International Journal of Medical Research & Health Sciences (IJMRHS)
ISSN: 2319-5886 Indexed in: ESCI (Thomson Reuters)



Author(s):Ashok S Komaranchath, L. Appaji, K. C. Lakshmaiah, Mangesh Kamath, Rekha V Kumar

INTRODUCTION: Osteosarcoma is the most common primary malignant bone tumor in children and adolescents, accounting for 4% of all childhood cancers worldwide. In India, the incidence varies from 4.7% to 11.6%, where this malignancy is associated with significant morbidity and mortality. There is paucity of demographic and clinical data for osteosarcoma in India. Objective: To retrospectively assess the demographic and clinical profile of pediatric osteosarcoma presenting at a tertiary cancer care centre of South India. Materials and Methods: From January 2010 to December 2013, all children under the age of 15 years diagnosed with osteosarcoma on histopathology were retrospectively analyzed for age, gender, rural or urban location, history, location of tumour, investigations, stage and histopathological subtype.
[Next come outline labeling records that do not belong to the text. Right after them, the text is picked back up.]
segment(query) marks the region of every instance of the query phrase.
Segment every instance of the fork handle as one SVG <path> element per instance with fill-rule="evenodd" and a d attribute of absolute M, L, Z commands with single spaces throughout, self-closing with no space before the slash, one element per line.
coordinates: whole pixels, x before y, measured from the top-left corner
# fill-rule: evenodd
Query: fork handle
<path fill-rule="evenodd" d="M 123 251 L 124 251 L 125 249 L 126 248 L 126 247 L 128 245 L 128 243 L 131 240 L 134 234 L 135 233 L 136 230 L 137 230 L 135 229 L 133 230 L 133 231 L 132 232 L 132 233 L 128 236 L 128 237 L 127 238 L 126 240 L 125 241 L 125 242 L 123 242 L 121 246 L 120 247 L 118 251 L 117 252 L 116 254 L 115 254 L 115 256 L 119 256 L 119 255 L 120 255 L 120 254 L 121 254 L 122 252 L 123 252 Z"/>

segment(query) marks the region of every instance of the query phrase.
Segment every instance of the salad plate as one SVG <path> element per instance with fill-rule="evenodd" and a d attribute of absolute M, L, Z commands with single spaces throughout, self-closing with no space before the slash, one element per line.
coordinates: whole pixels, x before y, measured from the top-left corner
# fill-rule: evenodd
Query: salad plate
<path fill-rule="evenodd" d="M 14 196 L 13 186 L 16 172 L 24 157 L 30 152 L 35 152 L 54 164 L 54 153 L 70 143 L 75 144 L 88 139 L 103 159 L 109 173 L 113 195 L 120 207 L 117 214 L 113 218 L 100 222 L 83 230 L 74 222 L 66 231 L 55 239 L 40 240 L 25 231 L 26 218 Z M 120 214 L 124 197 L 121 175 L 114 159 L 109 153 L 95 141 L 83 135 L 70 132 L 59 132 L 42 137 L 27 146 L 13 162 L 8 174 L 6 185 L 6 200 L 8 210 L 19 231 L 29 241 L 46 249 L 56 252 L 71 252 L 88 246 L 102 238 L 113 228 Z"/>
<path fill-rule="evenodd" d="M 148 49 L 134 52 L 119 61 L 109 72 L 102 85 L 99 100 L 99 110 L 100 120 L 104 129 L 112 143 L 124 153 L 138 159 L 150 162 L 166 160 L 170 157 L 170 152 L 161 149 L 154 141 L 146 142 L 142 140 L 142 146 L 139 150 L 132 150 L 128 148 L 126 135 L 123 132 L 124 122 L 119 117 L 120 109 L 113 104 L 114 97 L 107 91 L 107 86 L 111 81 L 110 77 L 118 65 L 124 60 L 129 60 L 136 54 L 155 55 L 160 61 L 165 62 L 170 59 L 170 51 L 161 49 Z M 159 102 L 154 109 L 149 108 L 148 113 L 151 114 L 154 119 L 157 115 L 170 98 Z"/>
The findings were formulated to chart the demographic and clinical profile. Results: A total of 37 cases of pediatric osteosarcoma were analyzed. The median age was 13 years with only three patients under the age of 10 years. There was a slight female preponderance with male: female ratio of 1:1.3. Most common mode of presentation was with pain and swelling of local site. Three patients had presented with a pathological fracture. The most common site involved was the distal femur. Over 90% of the cases were conventional osteosarcoma. Around 32% of patients had stage IV disease at presentation. Around 37% of patients from rural areas and 20% of patients from urban areas presented with metastatic disease. Conclusions: The aim of the study was the demographic and clinical description of osteosarcoma in the pediatric age group. A slight female preponderance was noted. The most common sites were consistent with western data except for an increased incidence in the fibula. There was an increased incidence of metastatic disease as compared to western population and a larger proportion of these patients seemed to come from rural areas.